Shouting at the Hebrews: Imperial Liberalism v Liberal Pluralism and the Practice of Male Circumcision
In: Law, culture & the humanities, Band 5, Heft 2, S. 247-265
Abstract
The aim of this essay is to distinguish between two types of liberals: imperial liberals versus liberal pluralists. The two types I have in mind are those who assume that liberal ways of life are objectively more valuable than illiberal ways of life and should replace them (for the sake of making the world a better place), and those (such as myself) who don't make that universalizing assumption and believe instead that you can't live by liberalism alone. As a thought experiment I am going to examine the proposed distinction with regard to one small aspect of family life, albeit one that affects 20—30 percent of all males in the world in a very intimate way, namely the practice of male circumcision.

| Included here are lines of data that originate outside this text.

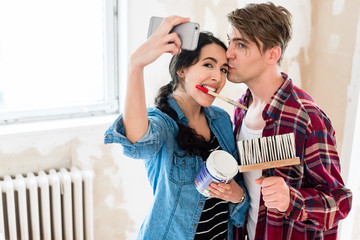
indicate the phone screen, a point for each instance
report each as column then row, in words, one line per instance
column 188, row 32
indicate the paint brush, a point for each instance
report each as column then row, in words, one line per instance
column 228, row 100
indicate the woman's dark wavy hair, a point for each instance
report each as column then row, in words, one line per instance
column 187, row 138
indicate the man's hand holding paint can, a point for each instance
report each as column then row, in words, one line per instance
column 220, row 167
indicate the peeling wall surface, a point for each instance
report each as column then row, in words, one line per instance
column 319, row 59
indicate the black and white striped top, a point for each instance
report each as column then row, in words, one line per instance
column 213, row 224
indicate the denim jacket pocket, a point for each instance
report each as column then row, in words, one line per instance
column 183, row 169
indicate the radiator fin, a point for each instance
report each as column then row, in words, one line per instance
column 54, row 204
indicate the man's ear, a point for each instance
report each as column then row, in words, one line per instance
column 274, row 54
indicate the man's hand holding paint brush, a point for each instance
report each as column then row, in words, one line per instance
column 228, row 100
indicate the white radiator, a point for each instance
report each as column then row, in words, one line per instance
column 57, row 204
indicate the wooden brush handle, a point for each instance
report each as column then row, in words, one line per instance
column 267, row 165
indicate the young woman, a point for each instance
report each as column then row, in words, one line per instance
column 177, row 136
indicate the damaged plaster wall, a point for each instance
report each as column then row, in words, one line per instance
column 318, row 59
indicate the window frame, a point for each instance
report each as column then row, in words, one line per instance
column 111, row 102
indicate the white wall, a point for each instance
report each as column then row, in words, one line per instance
column 121, row 191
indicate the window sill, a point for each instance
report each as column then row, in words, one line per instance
column 51, row 125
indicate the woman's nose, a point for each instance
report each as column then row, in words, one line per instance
column 230, row 52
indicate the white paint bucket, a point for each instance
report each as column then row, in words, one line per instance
column 220, row 167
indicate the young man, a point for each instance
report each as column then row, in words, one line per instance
column 304, row 201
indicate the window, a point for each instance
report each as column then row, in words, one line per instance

This is a practice which at least in some of its varieties (for example, Jewish neonatal circumcision) and in the eyes of some of its critics (those who are unimpressed by claims and arguments about health benefits), seems patently illiberal (and even barbaric). Given the characteristic features of Jewish circumcision — a customary practice which originated as part of an imagined everlasting pact between Jews and their God and by means of which adult members of that community surgically mark the body of all male infants born to members of the group — it is not hard to see how in the eyes of an imperial liberal who assumes the universal pre-eminence of liberal ways of life over illiberal ways of life, this particular familial and communal tradition might be viewed as "the despotism of custom." On the other hand it is also not hard to imagine how in the eyes of a liberal pluralist who makes no assumption about the universal progressive replacement value of liberal over illiberal ways of life, the practice of neonatal male circumcision, even in absence of health benefits, might merely be viewed as an alternative and legitimate way of life "expressive of genuine human needs and embodying authentic varieties of human flourishing" (here quoting John Gray),1 whose illiberality is not a measure of its lack of moral value. Examined are those two sets of eyes and their view of the practice of male circumcision.